Les Chefs d’Etat face à leurs responsabilités après la suspension des activités de la Cemec ©ComCEMAC

Libreville, le 6 Février 2026 – (Dépêches 241). La Commission de la Communauté Économique et Monétaire de l’Afrique Centrale (CEMAC) a annoncé, ce 5 février 2026, la suspension provisoire de l’ensemble de ses activités, à l’exception de celles jugées stratégiques. Une décision inédite, motivée par une dégradation alarmante de sa situation financière, qui met en lumière les fragilités structurelles de l’intégration régionale et ouvre une séquence d’incertitudes majeures, notamment pour le Gabon, déjà confronté à une crise sociale et budgétaire profonde.

La Communauté Économique et Monétaire de l’Afrique Centrale traverse une crise sans précédent. C’est par le biais d’une note circulaire datée du 5 février 2026 et signée de son président, Baltasar Engonga, que la Commission de la CEMAC a officialisé cette suspension. L’institution évoque une détérioration continue de ses finances, rendant impossible la poursuite normale de ses missions. Au cœur de cette impasse figure la défaillance persistante des États membres dans le recouvrement de la taxe communautaire d’intégration, principale ressource de la Commission. Cette situation, dénoncée à plusieurs reprises lors des sessions du Conseil des ministres de l’Union Économique de l’Afrique Centrale (UEAC), traduit un affaiblissement préoccupant de la solidarité régionale et un déficit manifeste de volonté politique.

Au-delà de l’annonce, la portée de cette décision est considérable. La suspension des activités de la CEMAC signifie un coup d’arrêt brutal à de nombreux programmes d’intégration économique, de coordination des politiques publiques et d’harmonisation réglementaire. Elle fragilise la crédibilité de l’architecture institutionnelle régionale et installe un climat d’incertitude préjudiciable aux investissements, à la coopération interétatique et à la stabilité macroéconomique. En filigrane, c’est l’idée même d’une intégration sous-régionale solidaire et efficiente qui vacille, au moment où les États d’Afrique centrale font face à des défis économiques et sécuritaires croissants. 

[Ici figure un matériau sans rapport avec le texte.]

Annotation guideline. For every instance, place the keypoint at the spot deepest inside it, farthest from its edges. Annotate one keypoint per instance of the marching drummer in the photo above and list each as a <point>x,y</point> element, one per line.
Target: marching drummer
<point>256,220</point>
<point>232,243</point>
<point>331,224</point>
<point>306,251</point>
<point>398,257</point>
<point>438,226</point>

La suspension des activités de la CEMAC et le  symptôme d’une crise institutionnelle aux lourdes conséquences régionales

Pour le Gabon, les conséquences pourraient être particulièrement lourdes. Dans un contexte marqué par une crise sociale aiguë, des tensions budgétaires persistantes et une fragilisation du tissu économique, la paralysie partielle de la CEMAC prive le pays d’un levier essentiel de coordination régionale. Les mécanismes d’appui technique, de suivi des réformes économiques et de mobilisation de financements communautaires risquent d’être sérieusement entravés, accentuant la vulnérabilité d’une économie déjà sous pression. À terme, cette situation pourrait peser sur la stabilité monétaire, la fluidité des échanges commerciaux et la confiance des partenaires financiers.

Plus profondément, cette crise révèle les limites d’un modèle d’intégration fondé sur des engagements souvent formels, mais insuffisamment traduits en actes concrets. Elle interroge la capacité des États membres, dont le Gabon, à honorer leurs obligations communautaires dans un environnement économique contraint. Sans un sursaut collectif, associant discipline budgétaire, réformes structurelles et volonté politique affirmée, la CEMAC court le risque d’un déclassement institutionnel durable. Pour le Gabon, l’enjeu dépasse la seule dimension régionale : il s’agit de préserver des outils essentiels de stabilisation et de relance, indispensables pour amortir les chocs sociaux et financiers qui secouent actuellement le pays.